Instituto de Medicina Social, Departamento de Epidemiologia, e Instituto de Estudos em Saúde Coletiva, Departamento de Medicina Preventiva, Universidade do Estado do Rio de Janeiro, Rua São Francisco Xavier 524, Maracanã, RJ, Brazil.
Am J Trop Med Hyg. 2011 May;84(5):681-7. doi: 10.4269/ajtmh.2011.10-0325.
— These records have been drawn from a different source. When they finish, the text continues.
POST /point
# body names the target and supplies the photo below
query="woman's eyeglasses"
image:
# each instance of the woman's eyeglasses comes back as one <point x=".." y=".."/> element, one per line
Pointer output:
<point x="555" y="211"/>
This study used spatial analysis to identify areas at greatest risk of visceral leishmaniasis (VL) in the urban area of Teresina, Brazil during 2001-2006. The results from kernel ratios showed that peripheral census tracts were the most heavily affected. Local spatial analysis showed that in the beginning of the study period local clusters of high incidence of VL were mostly located in the southern and northeastern parts of the city, but in subsequent years those clusters also appeared in the northern region of the city, suggesting that the pattern of VL is not static, and the disease may occasionally spread to other areas of the municipality. We also observed a spatial correlation between VL rates and all socioeconomic and demographic indicators evaluated (P < 0.01). The concentration of interventions in high-risk areas could be an effective strategy to control the disease in the urban setting.
本研究采用空间分析方法,确定了巴西特雷西纳市区 2001-2006 年内脏利什曼病(VL)的高风险区域。核比的结果表明,周边的人口普查区受影响最严重。局部空间分析显示,在研究初期,VL 高发病率的局部聚集区主要位于城市的南部和东北部,但在随后的几年中,这些聚集区也出现在城市的北部地区,这表明 VL 的模式并非一成不变,该疾病偶尔可能会传播到该市的其他地区。我们还观察到 VL 发生率与评估的所有社会经济和人口指标之间存在空间相关性(P < 0.01)。在高风险地区集中干预措施可能是控制城市环境中该疾病的有效策略。